6 comments on “Andrew Norfolk: The unexpected profile of the modern terrorist

  1. azusa says:

    This is no surprise to anyone except those who bought the cod Marxist line that all our problems are economic at root. People who can’t take religious ideology seriously aren’t likely to recognize it even when it hits them in the face.
    It is good that Muslims in the west are denouncing jihad. But are they aware it is their own mosques and imams that are harboring and nurturing this disease, and their own marriage practices that are reinforcing it? And are they fundamentally committede to the west or just here to make money?
    When are they going to speak up for non-Muslims like Lina Joy in Muslim majority countries?

  2. AnglicanFirst says:

    I can remember working near a Muslim electrical engineering student at George Mason University in the early 1990s. His anger towards the United States was vocal and intense. By now, he is probably employed in sensitive engineering work somewhere in our country.

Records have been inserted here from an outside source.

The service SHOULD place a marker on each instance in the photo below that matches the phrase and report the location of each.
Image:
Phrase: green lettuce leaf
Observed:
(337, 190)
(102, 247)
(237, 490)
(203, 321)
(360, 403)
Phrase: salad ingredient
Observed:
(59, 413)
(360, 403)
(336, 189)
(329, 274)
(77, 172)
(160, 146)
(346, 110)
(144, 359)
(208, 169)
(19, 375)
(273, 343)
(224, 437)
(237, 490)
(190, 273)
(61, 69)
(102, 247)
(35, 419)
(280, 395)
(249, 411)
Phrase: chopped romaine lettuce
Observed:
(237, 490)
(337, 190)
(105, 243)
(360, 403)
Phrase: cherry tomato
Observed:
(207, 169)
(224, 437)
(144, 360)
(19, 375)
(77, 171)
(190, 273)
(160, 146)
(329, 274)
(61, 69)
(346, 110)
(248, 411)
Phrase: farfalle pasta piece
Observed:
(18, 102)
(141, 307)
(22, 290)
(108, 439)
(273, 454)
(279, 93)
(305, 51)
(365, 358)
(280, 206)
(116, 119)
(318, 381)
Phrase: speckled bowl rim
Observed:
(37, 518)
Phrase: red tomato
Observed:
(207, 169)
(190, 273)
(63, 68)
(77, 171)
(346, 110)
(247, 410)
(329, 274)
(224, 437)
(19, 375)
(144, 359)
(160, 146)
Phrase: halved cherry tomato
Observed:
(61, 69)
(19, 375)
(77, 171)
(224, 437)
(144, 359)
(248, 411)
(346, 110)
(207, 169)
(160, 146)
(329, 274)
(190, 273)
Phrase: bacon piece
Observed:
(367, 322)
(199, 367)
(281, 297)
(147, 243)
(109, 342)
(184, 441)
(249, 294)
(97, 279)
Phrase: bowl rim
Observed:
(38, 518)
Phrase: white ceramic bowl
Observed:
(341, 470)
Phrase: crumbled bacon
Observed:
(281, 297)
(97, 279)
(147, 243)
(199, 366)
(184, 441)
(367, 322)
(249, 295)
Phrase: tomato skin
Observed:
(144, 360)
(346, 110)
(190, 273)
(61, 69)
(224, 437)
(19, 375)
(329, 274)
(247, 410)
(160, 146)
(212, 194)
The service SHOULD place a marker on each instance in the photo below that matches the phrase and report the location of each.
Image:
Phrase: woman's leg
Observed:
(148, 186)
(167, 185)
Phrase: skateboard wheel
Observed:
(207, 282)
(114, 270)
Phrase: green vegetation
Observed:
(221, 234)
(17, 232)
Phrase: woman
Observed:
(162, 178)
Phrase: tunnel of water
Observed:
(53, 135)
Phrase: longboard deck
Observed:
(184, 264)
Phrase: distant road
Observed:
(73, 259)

    He was the son of an upper class Pakistani diplomat stationed at the World Bank in Washington, DC.

  3. Jody+ says:

    Ideology is a luxery, it’s no surprise that those who fight for one or the other are well off and are thinking more of surrvival. The anger that is bred by poverty and oppression is real, but it is not directed at any one thing or any one direction–the chaos of the Palestinian territories and their infighting shows that. the congressional study published under the title “Who becomes a terrorist and why” released after the first World Trade Center attack came to much the same conclusions as the current study.

  4. Jody+ says:

    excuse me, ideology is a luxury.

  5. Jody+ says:

    Elves, I had a brain freeze. The first line of my comment above should read:

    “Ideology is a luxury, it’s no surprise that those who fight for one or the other are well off and are thinking of more than survival.”

    Apologies…

  6. Irenaeus says:

    “The unexpected profile of the modern terrorist”

    Ideas matter. Rich-country jihadists are not prisoners of their past. They act on what they believe.